Wahlkampf absurd: Bei Anne Will zeigt sich die neue Strategie der AfD

In der Runde fehlten diesmal Vertreter von den Grünen und der Linkspartei. (Bild: dpa)
In der Runde fehlten diesmal Vertreter von den Grünen und der Linkspartei. (Bild: dpa)


In der ersten Ausgabe nach der Sommerpause ging es in der Talk-Sendung von Anne Will um eine Person, die gar nicht geladen war: Angela Merkel. Die schärfste Kritik an der Kanzlerin kam an diesem Abend allerdings nicht von der AfD, sondern von ungewohnter Seite.

Es war ein gewöhnungsbedürftiges Bild, das die Zuschauer am Sonntagabend im Ersten geboten bekamen: Bei der aus der Sommerpause zurückgekehrten Anne Will saßen vier Politiker, darunter aber keine Vertreter der Grünen oder der Linken. Dabei hätten sich am Thema der Sendung Vertreter aller Parteien abarbeiten können: „Merkel oder Merkel – Hat Deutschland nur diese Wahl?“ Die vier geladenen Politiker sorgten für reichlich absurde Momente.

Gleich zu Beginn wurde es schräg: Der Fraktionsvorsitzende der SPD im Bundestag, Thomas Oppermann, wählte einen Fußballvergleich, den er seinem Gegenüber Christian Lindner um die Ohren haute: Die FDP juble jede Woche über Umfrageergebnisse. „Sie müssen aufpassen, Herr Lindner, dass es Ihnen am Ende nicht geht wie dem HSV. Wenn man zu früh und zu lange jubelt, dann kann man sich verletzen und kann für den Rest der Saison leicht ausfallen.“

Kenntnisreich grätschte Anne Will hinein: „Nun ist der HSV aber, wie Sie wissen, nie abgestiegen. Insofern, was soll der Vergleich?“ Oppermann ignorierte den Kommentar der Moderatorin, ging nun aber auf Nummer sicher: „Das Rennen ist offen“, Schulz sei „ein hochmotivierter Kandidat“, man könne in den nächsten Wochen „noch viel bewegen.“

Alice Weidel von der AfD blieb bei der Diskussion auffällig ruhig. (Bild: dpa)
Alice Weidel von der AfD blieb bei der Diskussion auffällig ruhig. (Bild: dpa)

Fast schon besonnen trat an dem Abend jedoch die AfD auf, diesmal vertreten durch Spitzenkandidatin Alice Weidel.

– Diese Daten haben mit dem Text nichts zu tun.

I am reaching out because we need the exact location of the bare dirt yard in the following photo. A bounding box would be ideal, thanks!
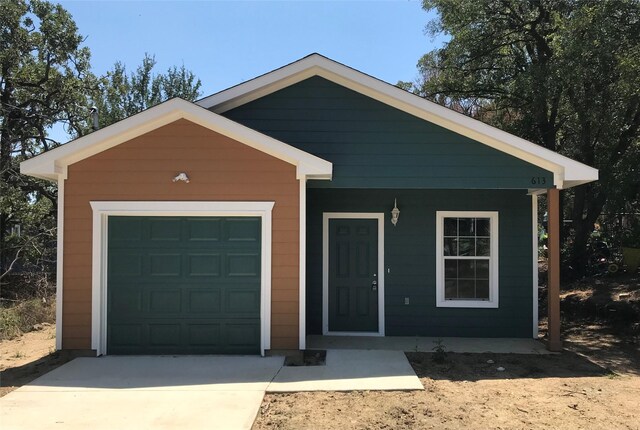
[0,324,67,397]
[0,276,640,430]
[253,275,640,430]
[253,352,640,430]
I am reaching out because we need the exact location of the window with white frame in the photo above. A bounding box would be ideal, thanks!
[436,211,498,308]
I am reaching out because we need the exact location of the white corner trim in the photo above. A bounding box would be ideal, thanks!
[322,212,385,336]
[197,54,598,188]
[298,178,307,351]
[436,211,500,308]
[56,175,66,351]
[531,194,539,339]
[91,201,274,355]
[20,98,333,179]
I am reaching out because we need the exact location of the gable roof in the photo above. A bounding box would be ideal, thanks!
[20,98,333,180]
[196,54,598,188]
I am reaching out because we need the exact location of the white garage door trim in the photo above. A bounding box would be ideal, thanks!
[91,201,274,355]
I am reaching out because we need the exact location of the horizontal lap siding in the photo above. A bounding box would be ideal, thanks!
[62,120,299,349]
[307,189,533,337]
[224,76,553,189]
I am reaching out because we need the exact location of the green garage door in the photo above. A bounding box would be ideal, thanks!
[107,216,261,354]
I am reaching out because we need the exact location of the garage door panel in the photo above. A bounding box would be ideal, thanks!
[108,288,144,314]
[187,218,222,242]
[225,218,260,243]
[148,288,182,314]
[147,323,182,347]
[109,217,143,242]
[187,253,222,277]
[107,217,261,354]
[186,289,222,315]
[225,320,260,348]
[109,252,143,278]
[107,324,143,348]
[148,217,182,242]
[149,253,182,276]
[226,253,260,277]
[225,289,260,315]
[187,322,222,347]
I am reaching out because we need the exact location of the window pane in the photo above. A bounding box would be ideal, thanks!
[444,280,458,299]
[444,218,458,236]
[444,237,458,255]
[458,218,475,236]
[458,279,476,299]
[444,260,458,279]
[458,237,476,257]
[458,260,476,279]
[476,280,489,300]
[476,238,491,257]
[476,218,491,236]
[476,260,489,279]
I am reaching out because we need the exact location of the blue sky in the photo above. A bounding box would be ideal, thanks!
[60,0,443,95]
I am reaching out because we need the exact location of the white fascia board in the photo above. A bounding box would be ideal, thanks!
[20,98,333,179]
[197,54,598,188]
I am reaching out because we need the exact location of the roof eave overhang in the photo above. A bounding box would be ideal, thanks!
[197,54,598,189]
[20,98,333,180]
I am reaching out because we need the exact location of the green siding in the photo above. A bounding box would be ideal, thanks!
[307,189,533,337]
[107,217,261,354]
[224,76,553,189]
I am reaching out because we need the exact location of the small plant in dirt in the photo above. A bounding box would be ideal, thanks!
[0,299,56,340]
[431,339,447,364]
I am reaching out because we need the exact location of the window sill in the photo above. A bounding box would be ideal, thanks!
[436,300,498,309]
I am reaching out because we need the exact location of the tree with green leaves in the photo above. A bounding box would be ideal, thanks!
[0,0,93,288]
[404,0,640,269]
[0,0,201,295]
[93,54,202,127]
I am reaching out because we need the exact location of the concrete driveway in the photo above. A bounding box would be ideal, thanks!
[0,356,283,430]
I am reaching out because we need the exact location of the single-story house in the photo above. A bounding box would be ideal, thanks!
[21,54,598,355]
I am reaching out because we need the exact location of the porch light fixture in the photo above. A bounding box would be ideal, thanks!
[391,199,400,227]
[173,172,189,184]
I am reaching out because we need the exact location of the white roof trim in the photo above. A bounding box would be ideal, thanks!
[20,98,333,180]
[197,54,598,188]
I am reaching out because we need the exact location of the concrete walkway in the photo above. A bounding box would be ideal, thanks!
[0,350,423,430]
[0,356,284,430]
[267,349,424,393]
[307,336,553,354]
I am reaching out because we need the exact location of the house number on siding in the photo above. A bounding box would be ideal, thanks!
[531,176,547,185]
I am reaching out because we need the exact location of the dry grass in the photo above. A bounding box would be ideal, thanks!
[0,299,56,341]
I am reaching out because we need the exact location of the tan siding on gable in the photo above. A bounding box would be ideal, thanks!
[62,120,299,349]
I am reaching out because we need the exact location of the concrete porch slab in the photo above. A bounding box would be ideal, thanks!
[307,336,553,354]
[267,349,424,393]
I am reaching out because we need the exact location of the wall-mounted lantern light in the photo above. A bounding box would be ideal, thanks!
[391,199,400,227]
[173,172,189,184]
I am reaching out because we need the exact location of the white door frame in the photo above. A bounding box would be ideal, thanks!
[91,201,274,356]
[322,212,384,336]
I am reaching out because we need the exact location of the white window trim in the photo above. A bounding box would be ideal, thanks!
[531,194,538,339]
[322,212,385,336]
[436,211,499,308]
[91,201,274,356]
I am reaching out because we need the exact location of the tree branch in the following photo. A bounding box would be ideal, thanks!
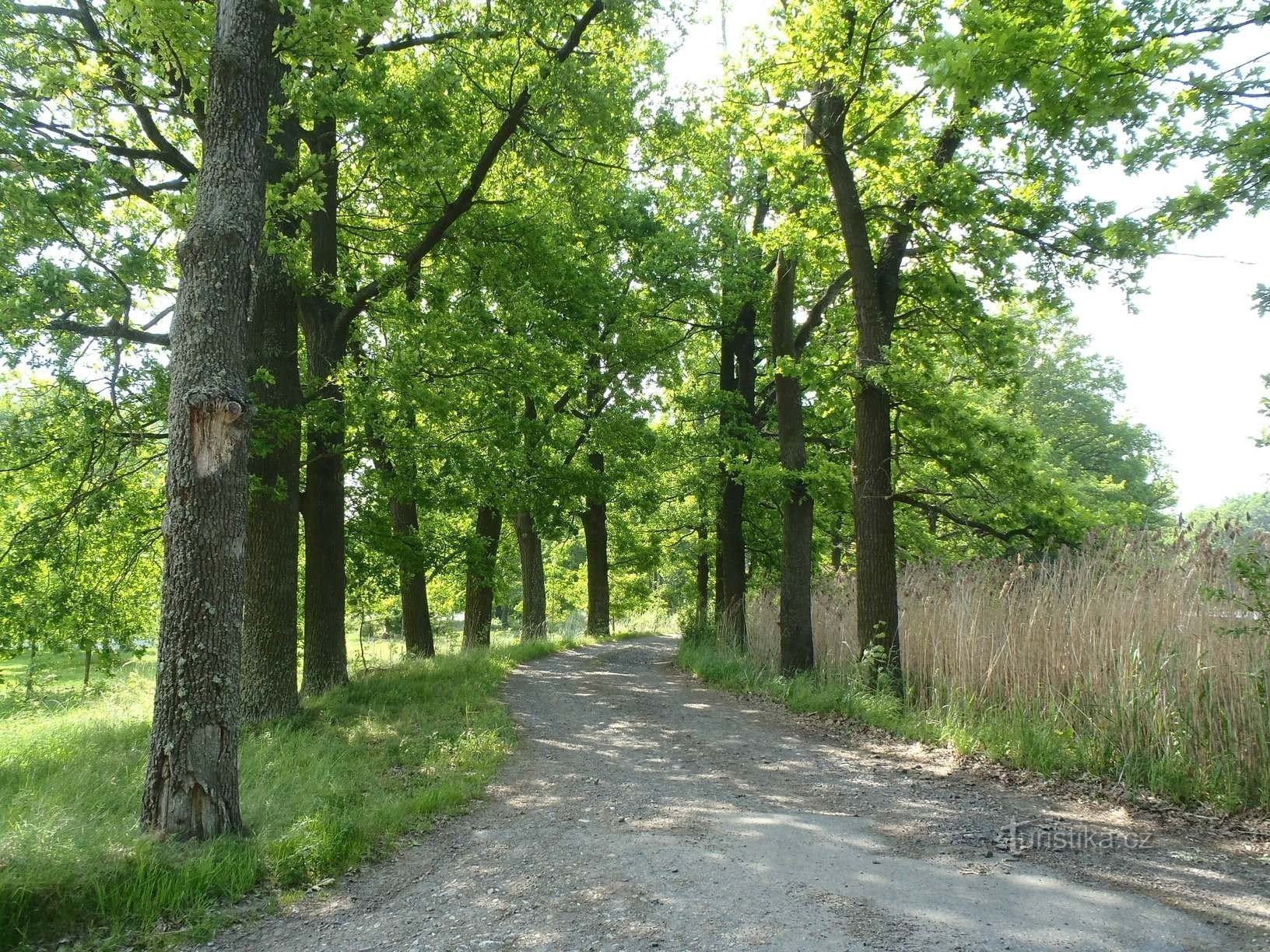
[44,319,170,347]
[335,0,605,331]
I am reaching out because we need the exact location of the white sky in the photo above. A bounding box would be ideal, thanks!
[668,0,1270,512]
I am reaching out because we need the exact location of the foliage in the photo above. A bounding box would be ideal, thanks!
[0,378,163,691]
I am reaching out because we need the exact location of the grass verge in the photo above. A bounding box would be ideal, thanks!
[0,635,650,948]
[675,641,1270,812]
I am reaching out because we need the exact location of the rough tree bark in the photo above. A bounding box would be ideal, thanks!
[464,506,503,649]
[301,117,348,695]
[693,526,710,637]
[140,0,277,839]
[241,100,303,723]
[581,452,612,637]
[715,194,768,650]
[830,513,847,575]
[241,255,303,723]
[516,513,547,641]
[715,322,753,649]
[812,78,964,687]
[772,251,816,674]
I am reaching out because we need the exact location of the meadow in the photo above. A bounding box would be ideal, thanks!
[0,628,640,948]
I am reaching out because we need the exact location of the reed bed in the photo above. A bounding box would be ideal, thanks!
[748,528,1270,807]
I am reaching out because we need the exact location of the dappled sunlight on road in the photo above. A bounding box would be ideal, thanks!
[213,639,1270,952]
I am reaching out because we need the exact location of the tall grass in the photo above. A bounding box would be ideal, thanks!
[731,530,1270,809]
[0,633,645,948]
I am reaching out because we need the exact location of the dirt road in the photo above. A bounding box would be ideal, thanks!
[211,637,1270,952]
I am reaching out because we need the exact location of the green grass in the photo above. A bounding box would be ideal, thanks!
[0,632,650,948]
[677,641,1270,812]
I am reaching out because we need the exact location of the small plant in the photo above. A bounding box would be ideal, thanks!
[1204,534,1270,656]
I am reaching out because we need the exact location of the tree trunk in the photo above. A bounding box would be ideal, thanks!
[581,453,612,639]
[140,0,277,839]
[516,513,547,641]
[715,327,753,649]
[464,506,503,649]
[692,526,710,639]
[303,320,348,695]
[301,117,348,695]
[390,499,437,657]
[812,86,910,683]
[772,251,816,675]
[830,513,847,575]
[241,247,303,723]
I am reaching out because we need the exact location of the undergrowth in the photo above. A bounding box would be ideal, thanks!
[677,641,1270,812]
[0,629,640,948]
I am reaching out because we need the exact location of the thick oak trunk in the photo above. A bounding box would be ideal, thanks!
[814,88,910,681]
[772,253,816,674]
[140,0,277,838]
[715,322,753,647]
[464,506,503,647]
[516,513,547,641]
[241,255,303,723]
[388,498,437,657]
[581,453,612,637]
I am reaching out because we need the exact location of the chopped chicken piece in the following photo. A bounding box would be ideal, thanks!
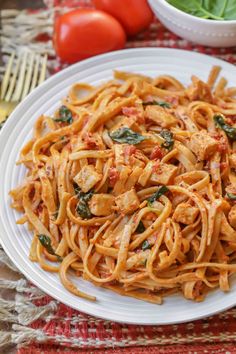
[173,203,199,225]
[89,193,115,216]
[115,188,139,214]
[228,205,236,230]
[114,144,126,166]
[111,116,136,132]
[229,152,236,169]
[150,162,178,185]
[189,130,218,160]
[186,75,213,103]
[145,106,177,128]
[138,161,153,187]
[73,165,102,193]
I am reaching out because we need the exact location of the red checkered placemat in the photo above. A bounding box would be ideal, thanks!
[0,0,236,354]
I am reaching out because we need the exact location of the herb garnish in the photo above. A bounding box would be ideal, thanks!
[52,209,59,220]
[142,240,152,251]
[226,193,236,200]
[214,114,236,140]
[54,106,73,124]
[38,234,62,262]
[109,127,146,145]
[147,186,169,207]
[160,130,174,151]
[167,0,236,20]
[135,220,146,234]
[74,186,94,219]
[143,100,171,108]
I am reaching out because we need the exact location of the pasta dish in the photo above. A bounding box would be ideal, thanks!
[10,67,236,304]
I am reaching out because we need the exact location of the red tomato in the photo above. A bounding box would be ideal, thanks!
[93,0,153,36]
[53,9,126,63]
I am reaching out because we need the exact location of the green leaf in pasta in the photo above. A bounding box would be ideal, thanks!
[38,234,62,262]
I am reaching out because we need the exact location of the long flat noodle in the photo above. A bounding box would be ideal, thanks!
[129,196,171,251]
[32,115,84,163]
[23,185,52,239]
[59,252,96,301]
[169,186,208,261]
[55,192,71,225]
[113,225,132,279]
[83,96,136,132]
[69,150,113,161]
[10,67,236,303]
[66,197,115,226]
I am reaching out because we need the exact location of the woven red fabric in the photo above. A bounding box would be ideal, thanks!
[18,0,236,354]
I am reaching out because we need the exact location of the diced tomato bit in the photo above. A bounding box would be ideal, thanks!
[152,160,160,173]
[109,167,119,187]
[145,211,157,220]
[210,133,228,153]
[220,162,228,171]
[150,145,164,160]
[84,133,97,149]
[122,107,138,117]
[124,145,137,156]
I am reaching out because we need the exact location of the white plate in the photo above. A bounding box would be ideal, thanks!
[0,48,236,324]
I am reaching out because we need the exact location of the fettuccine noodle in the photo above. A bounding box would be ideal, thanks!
[10,67,236,304]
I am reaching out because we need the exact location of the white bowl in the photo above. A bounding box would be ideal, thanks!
[148,0,236,47]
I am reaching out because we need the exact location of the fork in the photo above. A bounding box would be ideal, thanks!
[0,52,47,128]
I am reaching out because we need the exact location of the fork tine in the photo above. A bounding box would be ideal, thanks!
[29,55,40,92]
[21,53,35,100]
[5,58,20,102]
[1,52,16,100]
[12,52,27,101]
[38,54,48,85]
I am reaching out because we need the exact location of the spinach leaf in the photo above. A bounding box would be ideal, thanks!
[147,186,169,207]
[135,221,146,234]
[160,130,174,151]
[54,106,73,124]
[167,0,225,20]
[214,114,236,140]
[74,186,94,219]
[226,193,236,200]
[143,100,171,108]
[142,240,152,251]
[38,234,62,262]
[109,127,146,145]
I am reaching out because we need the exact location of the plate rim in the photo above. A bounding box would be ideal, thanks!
[0,47,236,325]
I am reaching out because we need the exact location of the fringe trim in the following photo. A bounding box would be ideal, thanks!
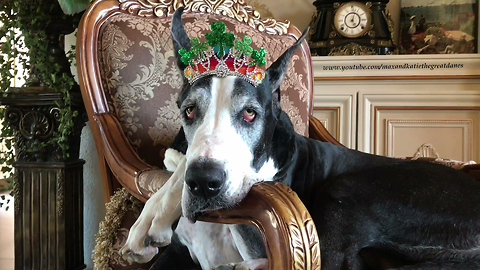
[92,188,142,270]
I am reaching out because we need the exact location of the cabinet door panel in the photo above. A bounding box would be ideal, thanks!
[374,108,480,161]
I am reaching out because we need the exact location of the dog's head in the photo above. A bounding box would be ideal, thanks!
[172,8,305,220]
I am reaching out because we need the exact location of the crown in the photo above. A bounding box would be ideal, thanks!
[178,22,267,87]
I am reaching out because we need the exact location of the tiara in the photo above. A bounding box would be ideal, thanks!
[178,22,267,87]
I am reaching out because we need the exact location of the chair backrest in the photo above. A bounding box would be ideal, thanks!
[78,0,313,167]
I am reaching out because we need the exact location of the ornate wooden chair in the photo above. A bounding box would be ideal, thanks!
[77,0,480,270]
[77,0,338,270]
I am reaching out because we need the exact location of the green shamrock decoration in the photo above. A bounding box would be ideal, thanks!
[250,47,267,67]
[235,36,253,56]
[205,22,235,57]
[190,38,208,58]
[178,48,196,66]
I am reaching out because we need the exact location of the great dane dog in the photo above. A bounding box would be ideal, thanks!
[121,8,480,270]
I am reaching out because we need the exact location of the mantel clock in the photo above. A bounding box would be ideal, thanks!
[309,0,395,55]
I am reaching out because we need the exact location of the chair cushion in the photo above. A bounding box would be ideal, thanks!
[99,13,310,167]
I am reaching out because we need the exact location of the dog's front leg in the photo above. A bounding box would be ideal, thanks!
[215,224,268,270]
[120,149,186,263]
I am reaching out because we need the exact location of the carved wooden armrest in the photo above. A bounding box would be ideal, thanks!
[199,182,320,270]
[308,115,343,146]
[93,113,158,202]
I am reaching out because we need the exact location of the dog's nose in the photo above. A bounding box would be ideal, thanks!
[185,159,226,199]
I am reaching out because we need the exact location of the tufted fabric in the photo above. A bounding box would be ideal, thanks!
[99,14,310,167]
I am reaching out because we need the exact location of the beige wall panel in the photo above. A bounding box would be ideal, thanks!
[374,109,480,162]
[313,85,357,149]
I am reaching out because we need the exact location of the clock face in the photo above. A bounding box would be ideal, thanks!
[334,2,371,38]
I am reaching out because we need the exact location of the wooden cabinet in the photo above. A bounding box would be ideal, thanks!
[314,55,480,160]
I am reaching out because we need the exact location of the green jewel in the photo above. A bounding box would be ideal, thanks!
[190,38,208,58]
[205,22,235,57]
[235,36,253,56]
[178,48,196,66]
[250,47,267,67]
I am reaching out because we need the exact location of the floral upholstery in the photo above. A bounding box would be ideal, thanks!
[92,8,311,269]
[99,13,311,167]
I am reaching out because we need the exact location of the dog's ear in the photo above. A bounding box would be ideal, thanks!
[171,7,192,71]
[266,28,309,92]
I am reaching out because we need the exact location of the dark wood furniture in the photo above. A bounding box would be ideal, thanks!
[0,87,85,270]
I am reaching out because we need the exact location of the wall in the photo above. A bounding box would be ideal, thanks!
[245,0,400,42]
[65,34,105,269]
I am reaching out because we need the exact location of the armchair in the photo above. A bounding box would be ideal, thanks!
[77,0,339,270]
[77,0,480,270]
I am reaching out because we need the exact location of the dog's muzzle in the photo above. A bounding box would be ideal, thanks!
[185,158,227,200]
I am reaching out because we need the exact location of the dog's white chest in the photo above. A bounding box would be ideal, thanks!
[175,217,243,269]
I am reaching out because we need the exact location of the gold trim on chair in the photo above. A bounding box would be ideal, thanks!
[119,0,290,35]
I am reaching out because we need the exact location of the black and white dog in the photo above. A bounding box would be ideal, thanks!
[121,9,480,270]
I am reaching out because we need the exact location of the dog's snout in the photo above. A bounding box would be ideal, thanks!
[185,160,226,199]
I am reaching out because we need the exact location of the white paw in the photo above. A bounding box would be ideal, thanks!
[120,201,173,263]
[215,258,268,270]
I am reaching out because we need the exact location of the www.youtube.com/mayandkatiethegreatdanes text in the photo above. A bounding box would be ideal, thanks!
[323,63,463,72]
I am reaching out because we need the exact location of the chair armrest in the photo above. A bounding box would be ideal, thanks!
[93,113,158,202]
[308,115,343,146]
[199,182,320,270]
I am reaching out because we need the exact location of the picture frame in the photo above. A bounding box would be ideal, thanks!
[397,0,479,54]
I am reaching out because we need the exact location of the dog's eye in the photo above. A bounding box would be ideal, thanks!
[243,109,257,122]
[185,106,197,119]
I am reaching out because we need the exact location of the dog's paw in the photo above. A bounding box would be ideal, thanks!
[215,259,268,270]
[120,209,173,263]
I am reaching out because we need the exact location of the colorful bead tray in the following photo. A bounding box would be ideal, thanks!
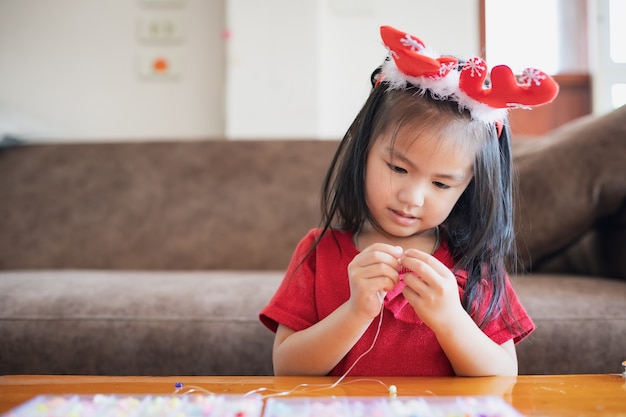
[2,394,263,417]
[2,394,522,417]
[263,396,522,417]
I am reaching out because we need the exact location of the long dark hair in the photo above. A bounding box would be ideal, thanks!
[318,74,515,327]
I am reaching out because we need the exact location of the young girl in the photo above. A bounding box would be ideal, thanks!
[260,27,558,376]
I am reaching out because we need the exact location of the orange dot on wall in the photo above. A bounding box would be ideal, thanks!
[152,58,169,72]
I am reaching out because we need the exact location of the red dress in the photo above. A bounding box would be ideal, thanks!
[259,229,535,376]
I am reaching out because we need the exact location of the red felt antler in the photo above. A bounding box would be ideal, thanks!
[459,58,559,109]
[380,26,458,78]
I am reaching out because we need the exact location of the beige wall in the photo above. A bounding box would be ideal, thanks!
[0,0,479,141]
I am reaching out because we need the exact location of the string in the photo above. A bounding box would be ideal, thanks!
[174,302,396,398]
[245,297,389,398]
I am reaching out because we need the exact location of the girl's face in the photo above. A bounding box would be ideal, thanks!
[365,127,476,238]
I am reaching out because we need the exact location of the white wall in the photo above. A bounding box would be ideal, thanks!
[0,0,479,141]
[226,0,480,139]
[0,0,224,141]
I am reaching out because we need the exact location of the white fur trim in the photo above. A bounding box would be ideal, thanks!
[381,56,508,124]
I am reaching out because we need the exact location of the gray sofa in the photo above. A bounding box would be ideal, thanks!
[0,108,626,375]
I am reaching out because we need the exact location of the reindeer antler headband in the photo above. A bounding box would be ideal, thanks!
[377,26,559,123]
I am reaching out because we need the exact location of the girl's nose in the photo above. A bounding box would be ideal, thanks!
[398,184,426,207]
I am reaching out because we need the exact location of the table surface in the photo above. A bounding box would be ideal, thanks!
[0,374,626,416]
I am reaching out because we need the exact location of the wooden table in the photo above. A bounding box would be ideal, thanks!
[0,375,626,416]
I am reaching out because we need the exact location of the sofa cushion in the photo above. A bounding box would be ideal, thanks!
[0,271,282,375]
[513,274,626,374]
[0,140,337,270]
[514,106,626,278]
[0,271,626,375]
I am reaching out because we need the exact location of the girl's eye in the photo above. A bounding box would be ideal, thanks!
[387,164,407,174]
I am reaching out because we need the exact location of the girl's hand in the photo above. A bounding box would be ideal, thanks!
[348,243,402,320]
[400,249,465,333]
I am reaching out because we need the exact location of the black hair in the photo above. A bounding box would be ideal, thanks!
[317,70,515,328]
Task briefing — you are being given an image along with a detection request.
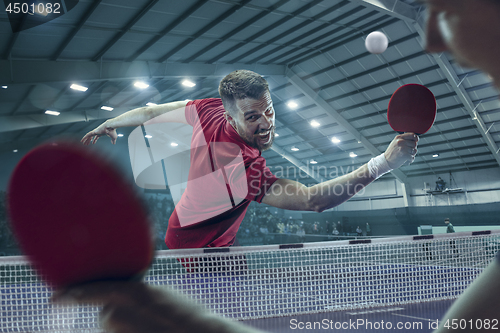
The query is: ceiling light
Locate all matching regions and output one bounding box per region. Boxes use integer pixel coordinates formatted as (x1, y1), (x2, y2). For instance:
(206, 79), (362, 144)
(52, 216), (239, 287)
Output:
(182, 80), (196, 88)
(69, 83), (89, 91)
(134, 81), (149, 89)
(332, 136), (340, 143)
(311, 120), (321, 127)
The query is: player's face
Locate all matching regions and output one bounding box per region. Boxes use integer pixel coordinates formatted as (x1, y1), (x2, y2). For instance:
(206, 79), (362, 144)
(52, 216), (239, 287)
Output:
(423, 0), (500, 85)
(228, 92), (275, 151)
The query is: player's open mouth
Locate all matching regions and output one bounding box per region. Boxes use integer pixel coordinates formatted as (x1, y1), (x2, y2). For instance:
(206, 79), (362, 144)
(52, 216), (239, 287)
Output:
(257, 130), (271, 143)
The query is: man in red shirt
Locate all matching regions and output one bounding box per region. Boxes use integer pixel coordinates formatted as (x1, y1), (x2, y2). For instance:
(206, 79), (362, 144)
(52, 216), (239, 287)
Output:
(82, 70), (418, 249)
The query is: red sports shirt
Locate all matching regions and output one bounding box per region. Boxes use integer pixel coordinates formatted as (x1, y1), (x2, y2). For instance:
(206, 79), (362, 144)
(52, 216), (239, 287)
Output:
(165, 98), (278, 249)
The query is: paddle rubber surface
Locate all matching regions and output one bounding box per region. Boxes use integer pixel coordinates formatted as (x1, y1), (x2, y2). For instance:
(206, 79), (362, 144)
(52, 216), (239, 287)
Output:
(8, 143), (154, 287)
(387, 84), (436, 135)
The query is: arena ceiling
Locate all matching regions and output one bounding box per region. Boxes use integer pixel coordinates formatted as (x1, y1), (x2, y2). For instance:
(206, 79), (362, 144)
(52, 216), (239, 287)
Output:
(0, 0), (500, 183)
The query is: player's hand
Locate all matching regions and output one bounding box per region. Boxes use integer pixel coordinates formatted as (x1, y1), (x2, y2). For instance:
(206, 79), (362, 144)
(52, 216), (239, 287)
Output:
(81, 122), (118, 146)
(384, 133), (418, 169)
(53, 281), (264, 333)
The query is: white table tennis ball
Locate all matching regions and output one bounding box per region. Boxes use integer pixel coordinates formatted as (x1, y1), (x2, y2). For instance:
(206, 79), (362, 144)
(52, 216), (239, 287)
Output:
(365, 31), (389, 54)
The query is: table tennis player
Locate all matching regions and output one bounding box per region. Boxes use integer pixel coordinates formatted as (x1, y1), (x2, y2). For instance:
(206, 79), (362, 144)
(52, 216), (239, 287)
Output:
(82, 70), (418, 249)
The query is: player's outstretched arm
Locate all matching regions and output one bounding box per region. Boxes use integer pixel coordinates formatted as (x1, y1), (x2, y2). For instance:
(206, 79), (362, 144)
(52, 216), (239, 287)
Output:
(81, 101), (188, 146)
(434, 258), (500, 333)
(262, 133), (418, 212)
(55, 282), (262, 333)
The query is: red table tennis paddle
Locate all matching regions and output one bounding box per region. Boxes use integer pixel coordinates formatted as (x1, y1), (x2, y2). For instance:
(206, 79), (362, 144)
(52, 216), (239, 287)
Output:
(387, 83), (436, 135)
(8, 143), (154, 287)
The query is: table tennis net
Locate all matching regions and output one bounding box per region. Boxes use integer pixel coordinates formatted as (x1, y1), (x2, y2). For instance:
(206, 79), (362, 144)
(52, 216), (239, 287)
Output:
(0, 231), (500, 332)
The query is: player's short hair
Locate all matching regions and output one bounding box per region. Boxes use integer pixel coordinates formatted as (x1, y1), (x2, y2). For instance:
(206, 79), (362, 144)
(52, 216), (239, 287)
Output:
(219, 69), (269, 112)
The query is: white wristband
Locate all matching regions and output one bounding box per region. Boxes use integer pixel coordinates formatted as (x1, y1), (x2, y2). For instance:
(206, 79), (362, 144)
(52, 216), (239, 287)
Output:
(368, 154), (392, 179)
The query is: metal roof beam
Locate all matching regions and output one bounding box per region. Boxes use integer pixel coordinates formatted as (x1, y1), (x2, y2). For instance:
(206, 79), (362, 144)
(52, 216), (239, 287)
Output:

Auf Anne Wills Frage, ob sie denn ihre Aussage, Merkel sei eine Extremismus-Kanzlerin, ernst meine, ging die ehemalige Unternehmensberaterin lange nicht ein. Stattdessen erinnerte sie daran, dass es im Wahlkampf nicht um Parteien, sondern um die Bürger gehe. Später kam Weidel doch noch auf ihr Extremismus-Zitat zu sprechen: Angesichts der Szenen beim G20-Gipfel könne man Angela Merkel sehr wohl als „Extremismus-Kanzlerin“ bezeichnen. „Dazu stehe ich“, sagte die 38-Jährige.

Dass die AfD auf „rhetorische Eskalation“ setzt, weiß auch Christian Lindner. „Ansonsten ist die AfD damit beschäftigt, sich untereinander zu streiten, sich untereinander bis aufs Messer zu bekämpfen. Das Einzige, was sie bisher nicht geleistet haben, ist irgendwelche inhaltlichen Alternativen in die Debatte einzubringen.“ Lindner möchte der AfD nicht das Monopol der politischen Alternative überlassen, das können auch andere Parteien – vor allem seine eigene – leisten.

In der aktuellen Sendung hielt sich AfD-Politikerin Weidel dann aber weitgehend zurück, wurde nicht laut, unterbrach kaum und verstieg sich nicht in Wortgefechte. Eine neue Strategie der AfD kurz vor dem Wahlkampf? Der Laute war diesmal FDP-Mann Lindner. Am Ende der Sendung schrie er im Alleingang die Koalitionspartner Thomas Oppermann und Volker Kauder nieder. Nachdem es lange um den aktuellen Diesel-Skandal ging, teilte Lindner dann noch heftig gegen die Regierungspolitik bezüglich der offenen Grenzen aus.

Als Anne Will die Streithähne schließlich mit den Worten „Man versteht gar nichts mehr“ beruhigen will, ergänzt Lindner: „Das können Sie auch im Bundestag haben.“ Damit hatte er die Lacher des Publikums auf seiner Seite.

Fazit: Ein lustiger FDP-Chef, eine handzahme AfD-Vertreterin, ein CDU-Mann im Verteidigungsmodus und ein SPD-Fraktionschef, dessen stärkstes Argument ein schräger Fußballvergleich war. Wahlkampf absurd!